Ministers apprenticed to up accessible spending on rail, blooming activity and digital

The Organisation for Economic Cooperation and Development (OECD) has urged the British government to dramatically increase public spending on rail, green energy and digital infrastructure to support the economy’s long-term future, saying that ministers could treble their investment over the longer term.

The Paris-based thinktank, which has 34 of the richest countries as members, said the UK’s lack of public investment since the financial crash in 2008 was a drag on economic growth.

It said a spending increase from around 2.9% of GDP at the moment to 6% would need a large increase in taxes but would boost GDP by at least 3% and, over the longer term, need only a rise in taxes or borrowing worth 1% of GDP to do it, offering the biggest return compared to other policy moves.

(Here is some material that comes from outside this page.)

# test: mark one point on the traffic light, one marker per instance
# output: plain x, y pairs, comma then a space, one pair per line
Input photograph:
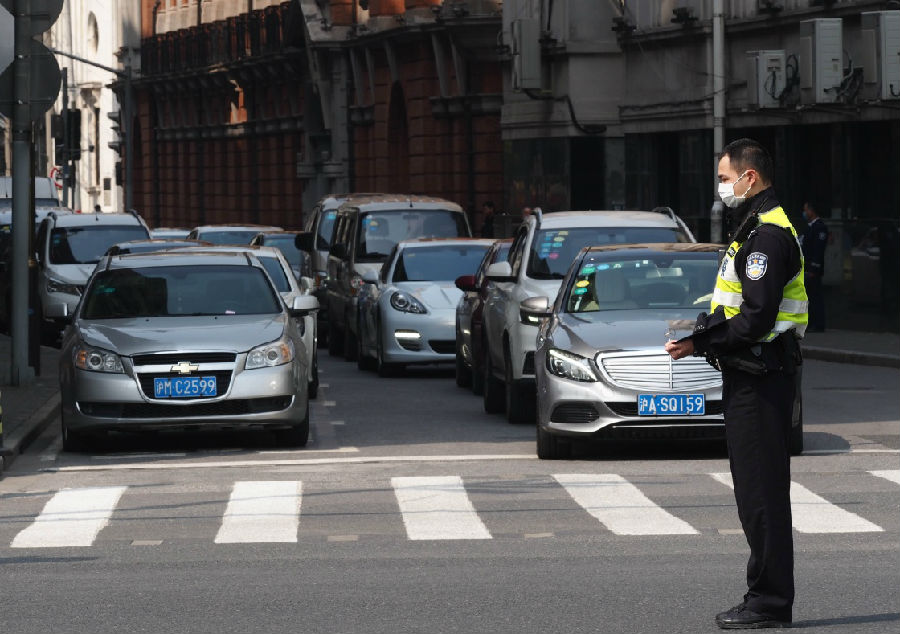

While the report, which looks ahead to the challenges faced by major economies over the next 40 years, warns that a global trade war triggered by the US will damage the long-term outlook, it said growth and living standards will continue to rise across the OECD.

“Permanently raising public investment in all OECD countries to 6% of GDP raises aggregate living standards by more than 4% by 2060 (as much as 6-9% in some countries). Fiscal burdens rise by much less than the cost of the additional investment and the policy is even self-financing in some countries,” it said.

The report will be welcomed by the chancellor, Philip Hammond, who has championed public investment, especially in transport, in his first two budgets.

In the aftermath of the financial crash, public investment was cut to 1.5% by the former chancellor George Osborne before Hammond succeeded him and pledged annual rises for the rest of the current parliament to 2022.

However, reaching a public investment target of 6.5% of GDP – which is the average achieved by Luxembourg, Hungary, New Zealand, Slovenia and Norway – is likely to be considered a stretch too far for a Tory chancellor.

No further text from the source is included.